I'm fully aware that I'm dealing with a full fletched Cap here with pulling back, coming on again strong, disappearing etc. etc. I've been through it all but this beats me. This Cap clearly is interested in me , I'm interested in him and we're very cautious in taking a definite step towards a relationship. Everything is going fine apart from the fact that both of us don't have the guts to tell /show the other that we are truely in love. Last week everything pointed towards that it would finally happen. He messaged me and asked me if I would like to see him . As such not so extreme but, it is the timing, place and circumstances that made his question and invitation "special" , it did point to a "break through" . I replied in such a way that (knowing him) he could still back off if he maybe would get cold feet but clearly accepted the invitation with suggestions for dates. To my big surprise he doesn't reply at all!! Not one sign of life! I can see he has read my message ( three days ago) and I really don't understand why he doesn't reply.
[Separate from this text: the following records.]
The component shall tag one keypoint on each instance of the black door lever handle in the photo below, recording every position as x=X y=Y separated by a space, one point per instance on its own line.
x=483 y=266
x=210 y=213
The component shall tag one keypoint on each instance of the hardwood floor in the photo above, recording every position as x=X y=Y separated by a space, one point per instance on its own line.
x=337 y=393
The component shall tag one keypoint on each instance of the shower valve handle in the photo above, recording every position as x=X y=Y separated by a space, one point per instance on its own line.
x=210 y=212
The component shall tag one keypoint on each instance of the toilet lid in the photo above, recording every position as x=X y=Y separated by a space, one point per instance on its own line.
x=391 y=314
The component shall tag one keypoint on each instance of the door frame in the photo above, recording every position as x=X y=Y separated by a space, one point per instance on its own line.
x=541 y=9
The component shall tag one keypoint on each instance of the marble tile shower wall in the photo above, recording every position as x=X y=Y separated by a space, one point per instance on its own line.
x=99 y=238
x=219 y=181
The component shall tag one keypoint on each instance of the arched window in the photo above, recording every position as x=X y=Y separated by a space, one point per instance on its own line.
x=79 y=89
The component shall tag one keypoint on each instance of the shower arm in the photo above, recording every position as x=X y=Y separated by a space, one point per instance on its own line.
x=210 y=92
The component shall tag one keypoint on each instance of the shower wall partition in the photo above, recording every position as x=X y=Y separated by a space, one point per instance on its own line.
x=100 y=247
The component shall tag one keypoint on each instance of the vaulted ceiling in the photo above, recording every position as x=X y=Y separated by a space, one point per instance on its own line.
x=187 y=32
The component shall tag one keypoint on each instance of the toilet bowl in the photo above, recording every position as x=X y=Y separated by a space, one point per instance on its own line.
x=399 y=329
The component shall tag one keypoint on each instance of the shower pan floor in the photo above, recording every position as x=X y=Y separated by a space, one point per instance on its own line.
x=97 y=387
It's actually quite rude. He takes the initiative to invite me, I say yes, leave space so that he can gracefully change his mind if he gets scared but no reply at all!! What went wrong??
Naaaah...how weird can it get?

Caps don't go away and come back like nothing ever happened. What are you talking about? 😕
Well, complicated story . First of all we're both (just) divorced, both have children, both still in contact with our exes because of that. We met, we clicked at the first sight , became friends and it became very obvious that there was "more". Last week he went for a short holiday on his own. We had daily , sweet contact, which he initiated ( I actually was careful not to bother him). After the short holiday he would have gone to his ex to see his children ( they live in another country just across the border, he lives in my town , let's say X)Before he left he send me a message, that he would like to come back to X to see me again and meet each other. The special thing is that he would have to leave children/ex to be able to do that for a couple of days.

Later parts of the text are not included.